People Receive Help Coordinating Their Primary Health Care. In addition to assuring that people get the health and long-term care services in the Family Care benefit package, the MCO interdisciplinary teams also help members coordinate all their health care, including, if needed, helping members get to and communicate with their physicians and helping them manage their treatments and medications. People Receive Services to Help Achieve Their Employment Objectives. Services such as daily living skills training, day treatment, pre-vocational services and supported employment are included in the Family Care benefit package. Other Family Care services such as transportation and personal care also help people meet their employment goals. People Receive the Services that Best Achieve Their Outcomes. The MCO is not restricted to providing only the specific services listed in the Family Care benefit package.

The MCO interdisciplinary care management team and the member may decide that other services, treatments or supports are more likely to help the member achieve his or her outcomes, and the MCO would then authorize those services in the member’s care plan. For a complete list of the services that must be offered by MCOs, refer to the description of the long-term care benefit package in the Health and Community Supports Contract. A managed care organization (MCO) is a health care provider or a group of association of medical examination providers who proposes accomplished health plans. It is a health group that bonds with insurers or self-insured employers and funds and provides health care by means of a definite provider system and precise facilities and products. An MCO is an insurer that delivers both healthcare amenities and payment on behalf of services.

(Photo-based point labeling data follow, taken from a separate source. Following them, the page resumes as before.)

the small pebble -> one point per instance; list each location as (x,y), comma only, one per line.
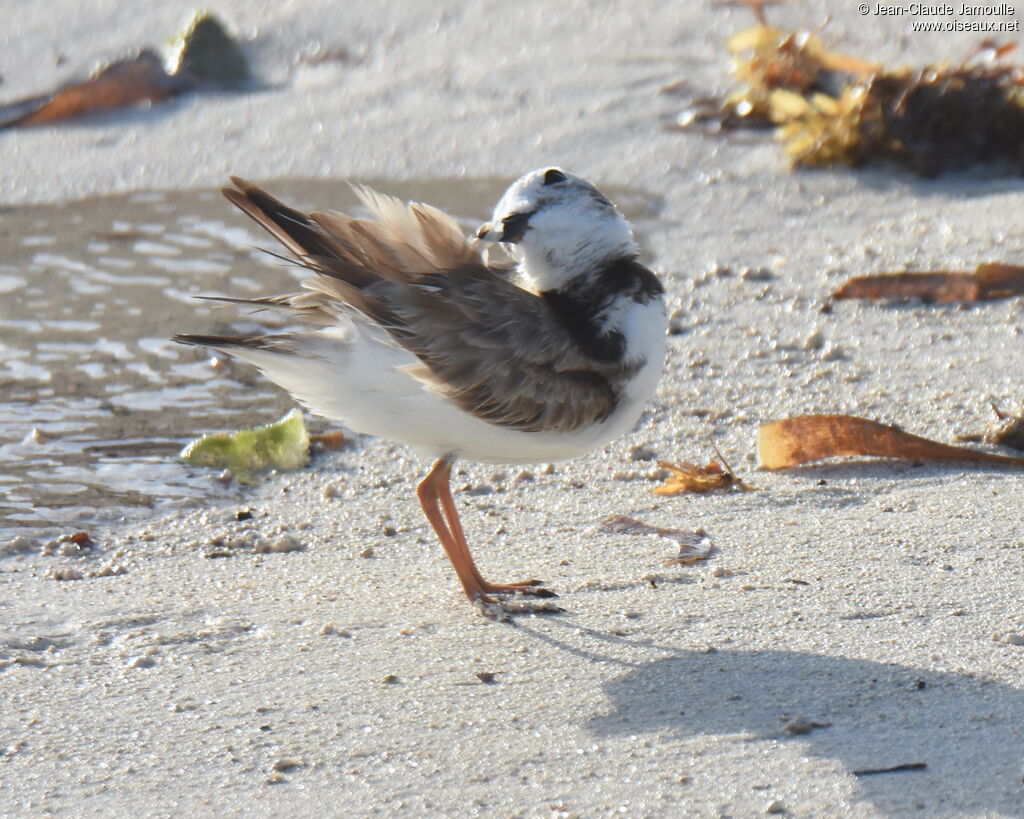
(66,573)
(801,725)
(334,490)
(757,274)
(815,341)
(286,543)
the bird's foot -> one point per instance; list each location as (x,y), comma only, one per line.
(530,588)
(502,609)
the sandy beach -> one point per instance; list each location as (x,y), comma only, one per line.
(302,647)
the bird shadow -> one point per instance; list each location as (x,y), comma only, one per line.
(866,716)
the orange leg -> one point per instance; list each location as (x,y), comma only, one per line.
(434,492)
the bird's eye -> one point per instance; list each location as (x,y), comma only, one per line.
(553,177)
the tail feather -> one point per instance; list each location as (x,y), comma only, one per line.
(224,342)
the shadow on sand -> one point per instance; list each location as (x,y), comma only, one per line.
(969,731)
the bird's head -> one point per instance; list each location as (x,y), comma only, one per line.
(559,226)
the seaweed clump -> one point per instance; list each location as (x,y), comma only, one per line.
(833,109)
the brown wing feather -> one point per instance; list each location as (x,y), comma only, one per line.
(491,347)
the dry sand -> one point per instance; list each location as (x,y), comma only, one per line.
(345,678)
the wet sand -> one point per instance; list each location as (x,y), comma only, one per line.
(303,646)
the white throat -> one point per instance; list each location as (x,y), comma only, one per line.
(560,248)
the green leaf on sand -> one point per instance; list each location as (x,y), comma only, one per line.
(284,444)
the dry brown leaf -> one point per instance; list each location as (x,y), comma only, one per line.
(687,477)
(798,440)
(693,546)
(1008,430)
(989,281)
(128,82)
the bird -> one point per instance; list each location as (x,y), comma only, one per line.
(407,331)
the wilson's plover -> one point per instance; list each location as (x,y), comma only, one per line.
(409,334)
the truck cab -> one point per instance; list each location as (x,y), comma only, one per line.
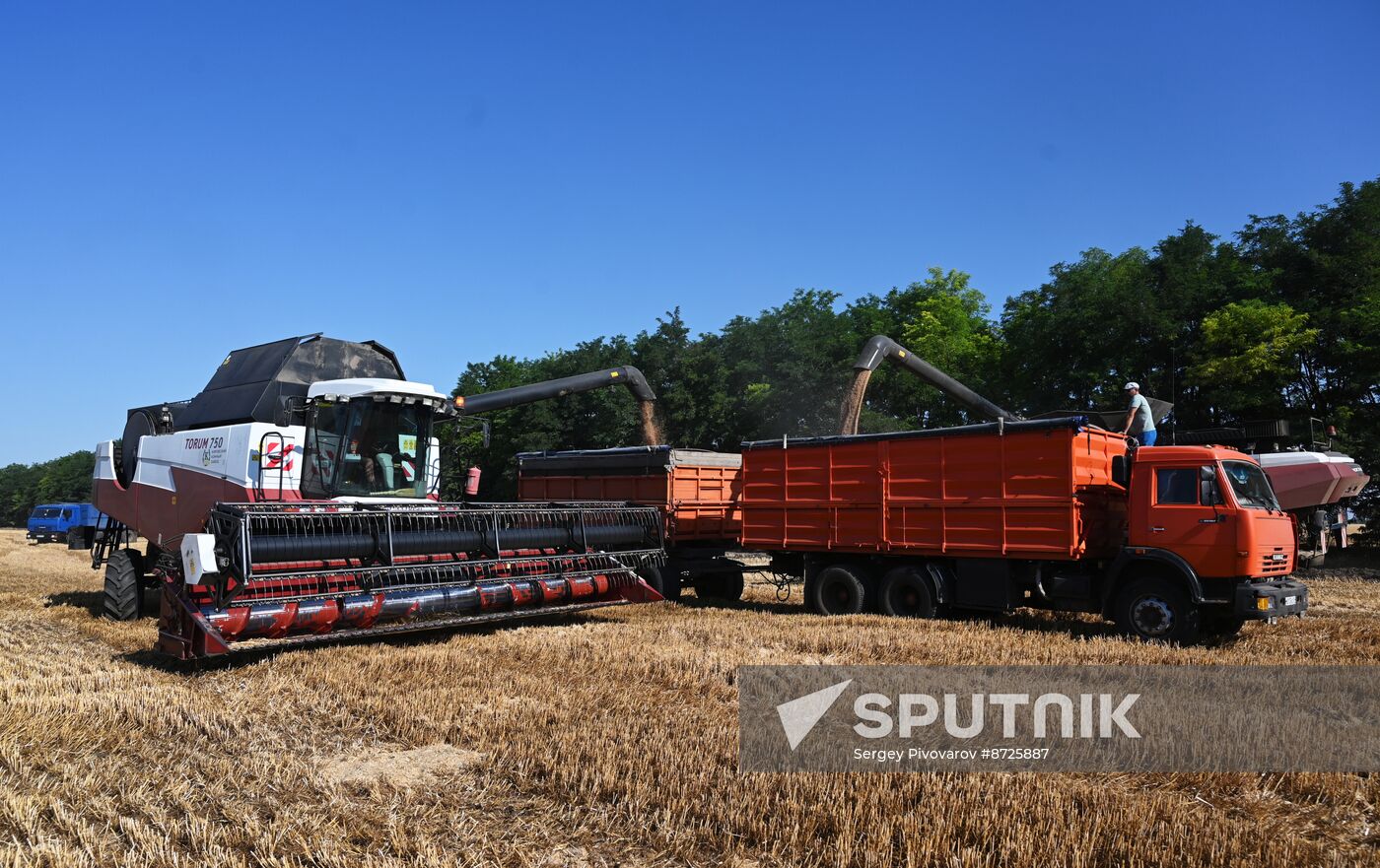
(1208,516)
(55,522)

They offer a comprehensive range of quality and managed health care services to the joined employees by keeping medical charges down through preventive medicine, patient teaching, and in additional ways. These organizations are certified by the director of the Department of Consumer and Business Services (DCBS). MCOs vary in their constitution as some organizations are made of physicians, while others are combinations of physicians, hospitals, and other providers. For instance, a group practice without walls, independent practice association, management services organization, and a physician practice management company are the common MCO’s.